Żywot człowieka współczesnego czyli obraz społeczeństwa w spektaklu "Kasta la vista"

"Kasta la vista" - reż. Ewelina Pietrowiak - Teatr Ateneum im. Stefana Jaracza w Warszawie

Kasta la vista – spektakl który miałam okazję oglądać w sobotni wieczór 26 lutego 2022 roku w warszawskim Teatrze Ateneum autorstwa Sebastiena Thièrego , w reżyserii i scenografii Eweliny Pietrowiak – twórczyni spektakli takich jak ,,Pokojówki" J.Geneta ,,Sonata jesienna" I. Bergmana ,,Trash story czyli sztuka niepamięci" M. Fertacz oraz licznych inscenizacji operowych oraz scenografii wystawianych na polskich scenach .Autorką kostiumów jest Małgorzata Bursztynowicz , twórcą oprawy muzycznej Michał Górczyński a projekcji video Michał Michalski .

Obsada spektaklu jest imponująca: Krzysztof Tyniec , Marzena Trybała , Artur Barciś ,Maria Ciunelis , Elżbieta Kępińska. Warto również przypomnieć że sztuka w zupełnie innej inscenizacji była już prezentowana na deskach Teatru Polskiego we Wrocławiu z udziałem tamtejszych artystów .W 2011 roku sztuka doczekała się nagrody na tarnowskim festiwalu komedii ,,Talia" a w następnym roku nagrody na katowickim festiwalu komedii .

Kasta la vista to splot szalonych , absurdalnych i niespodziewanych wydarzeń które stały się udziałem głównego bohatera-zamożnego pośrednika nieruchomości Jacka Krafta .Piątkowy zwykły dzień , równie zwykła wizyta w banku – cel wypłata gotówki ze swojego konta i .....odmowa wypłaty ,.....odmowa wypuszenia klienta z fili instytucji finansowej , blokada bez przyczyny ,bez sensu - powód..... niepełne dane o statusie społecznym bohatera. Akcja spektaklu zamknięta w bezdusznej fili instytucji finansowej , pełna zabawnych gagów , złośliwości , dowcipnych dialogów w których celują pracownicy banku – kasjer oraz pani manager. W tych rolach możemy zobaczyć Małgorzatę Trybałę i Artura Barcisia którzy stworzyli postacie służbistów - zdawałoby się pozbawionych uczuć urzędników bankowych i do bólu formalnych . Postacie którym nie można jednak odmówić sympatii i współczucia pomimo ich ciągłych ,,nie bo nie", ,,nie mam zdania", ,,proszę o chwilę cierpliwości" ludzi wtłoczonych w tryby systemu korporacyjnego w którym każdy ma swoje miejsce i w nim tylko musi funkcjonować lecz pod maską kasjera czy managera skrywających bardzo ludzkie pragnienia.

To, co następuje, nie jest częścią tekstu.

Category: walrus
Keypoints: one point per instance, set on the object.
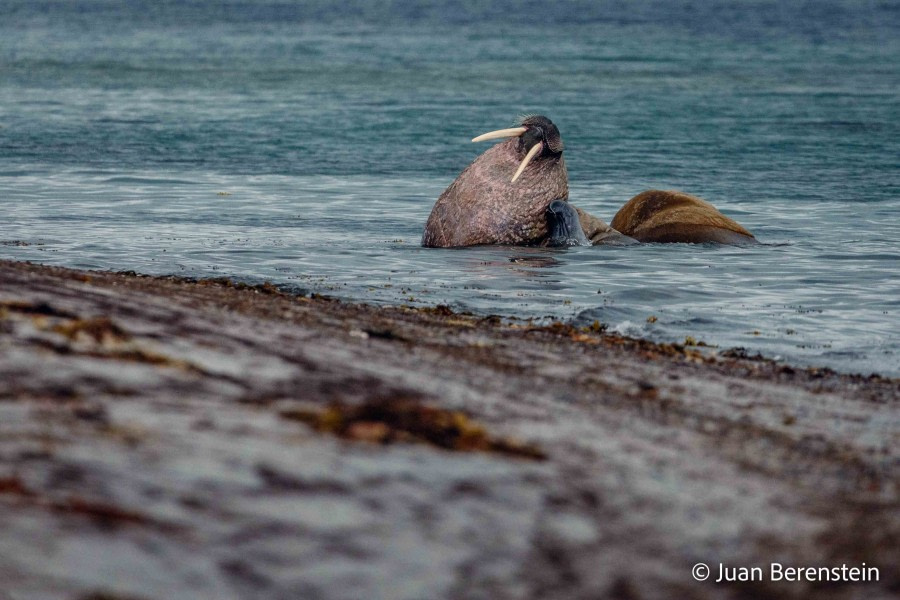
(670, 216)
(502, 197)
(516, 193)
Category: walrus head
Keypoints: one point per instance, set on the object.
(538, 136)
(502, 197)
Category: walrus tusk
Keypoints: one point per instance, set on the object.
(493, 135)
(531, 154)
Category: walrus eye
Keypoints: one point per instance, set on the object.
(500, 133)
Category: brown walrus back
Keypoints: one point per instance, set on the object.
(669, 216)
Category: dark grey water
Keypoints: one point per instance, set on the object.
(304, 143)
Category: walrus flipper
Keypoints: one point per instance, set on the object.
(564, 226)
(672, 217)
(599, 233)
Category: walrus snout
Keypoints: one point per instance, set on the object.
(537, 136)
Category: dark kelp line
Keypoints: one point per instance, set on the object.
(169, 438)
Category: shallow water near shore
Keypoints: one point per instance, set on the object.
(306, 146)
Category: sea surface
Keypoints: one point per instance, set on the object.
(304, 143)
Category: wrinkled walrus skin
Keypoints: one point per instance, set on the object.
(483, 207)
(672, 217)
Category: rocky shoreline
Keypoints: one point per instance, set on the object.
(165, 438)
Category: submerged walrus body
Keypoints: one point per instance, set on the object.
(669, 216)
(516, 193)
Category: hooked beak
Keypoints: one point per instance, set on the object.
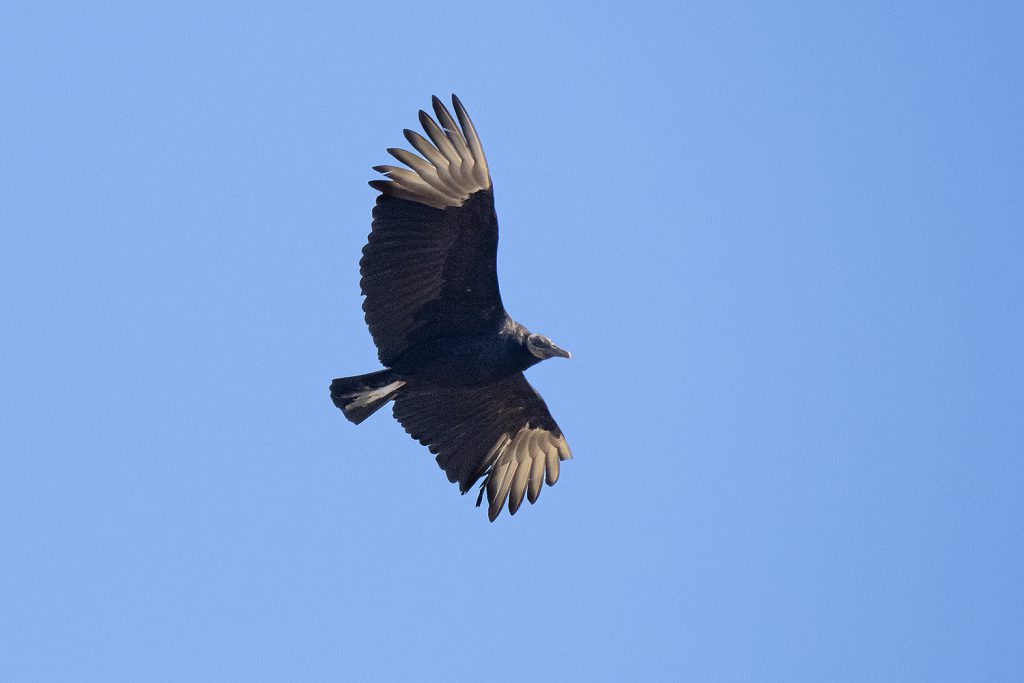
(560, 352)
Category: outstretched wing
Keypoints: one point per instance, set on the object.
(502, 431)
(429, 267)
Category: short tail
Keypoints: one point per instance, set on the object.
(360, 396)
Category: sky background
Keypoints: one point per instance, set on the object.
(784, 245)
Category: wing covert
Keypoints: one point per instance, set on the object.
(429, 266)
(502, 431)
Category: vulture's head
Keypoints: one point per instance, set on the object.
(544, 348)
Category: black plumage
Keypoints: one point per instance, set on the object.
(454, 357)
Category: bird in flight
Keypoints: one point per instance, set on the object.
(454, 358)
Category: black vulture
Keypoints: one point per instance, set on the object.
(454, 357)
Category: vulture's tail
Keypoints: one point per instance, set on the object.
(360, 396)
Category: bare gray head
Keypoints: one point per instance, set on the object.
(544, 348)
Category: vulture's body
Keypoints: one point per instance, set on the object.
(454, 357)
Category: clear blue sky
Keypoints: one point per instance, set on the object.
(785, 247)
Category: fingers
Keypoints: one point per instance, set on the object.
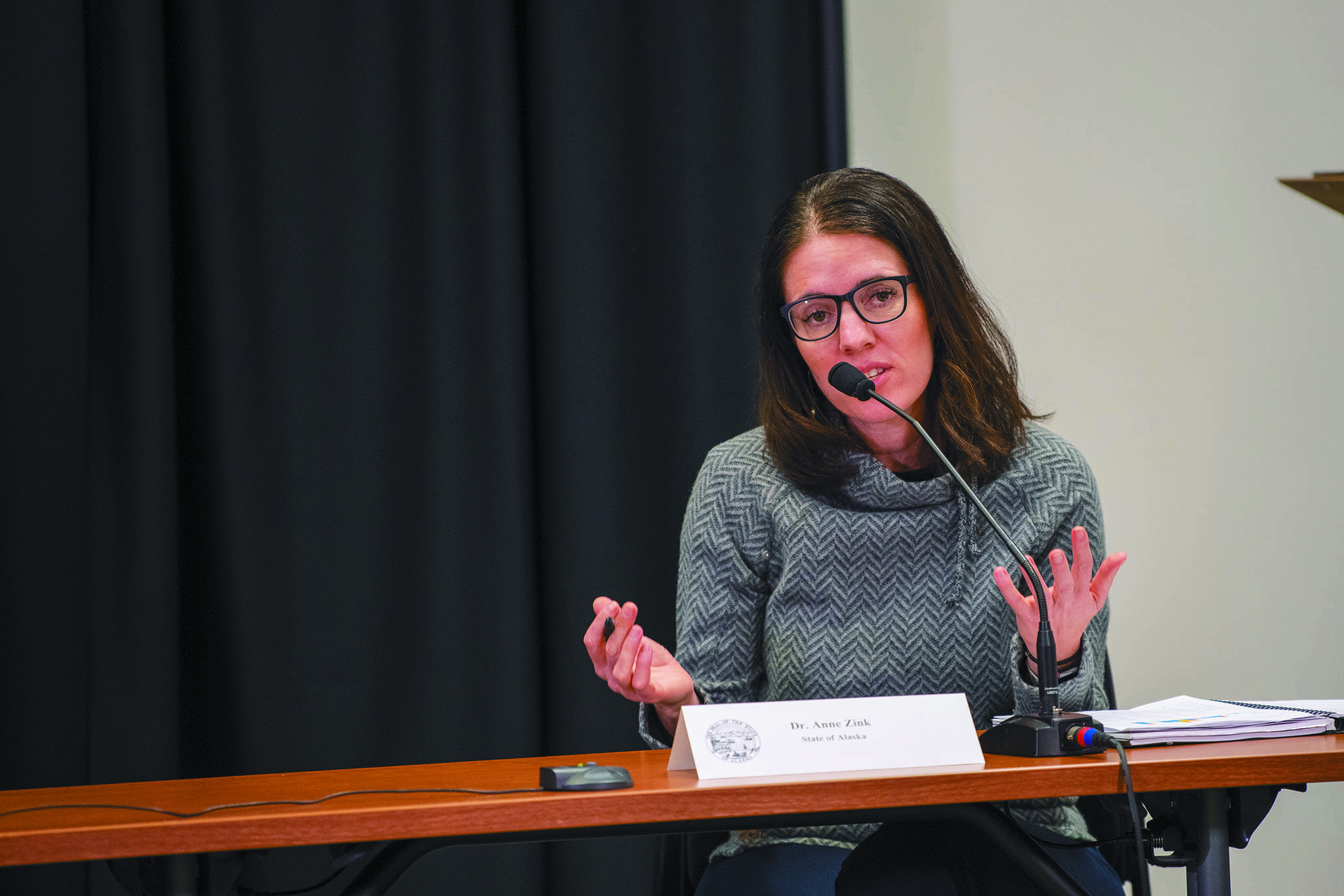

W miarę rozwoju akcji nabieramy też sympatii do głównego bohatera Jacka Krafta w osobę którego wcielił się Krzysztof Tyniec stwarzając bardzo żywiołową postać która oczach widza przechodzi od pewności siebie i pyszałkowatości aż do gniewu i rozpaczy ofiary bezsensownego i odgórnie narzuconego systemu. W miotającym się, szarpiącym zablokowane drzwi mężczyźnie oraz w nieczułych pracownikach banku możemy nas samych , naszych bliskich , kolegów i znajomych. Sztuka poza śmiechem wymusza poszukiwanie pytań na tematy takie jak : nasz stosunek do pracy ,rozgraniczenie życia osobistego i zawodowego , stosunek do ludzi starszych w tym własnych rodziców warto przypomnieć pamiętną scenę ze staruszką przy kasie banku.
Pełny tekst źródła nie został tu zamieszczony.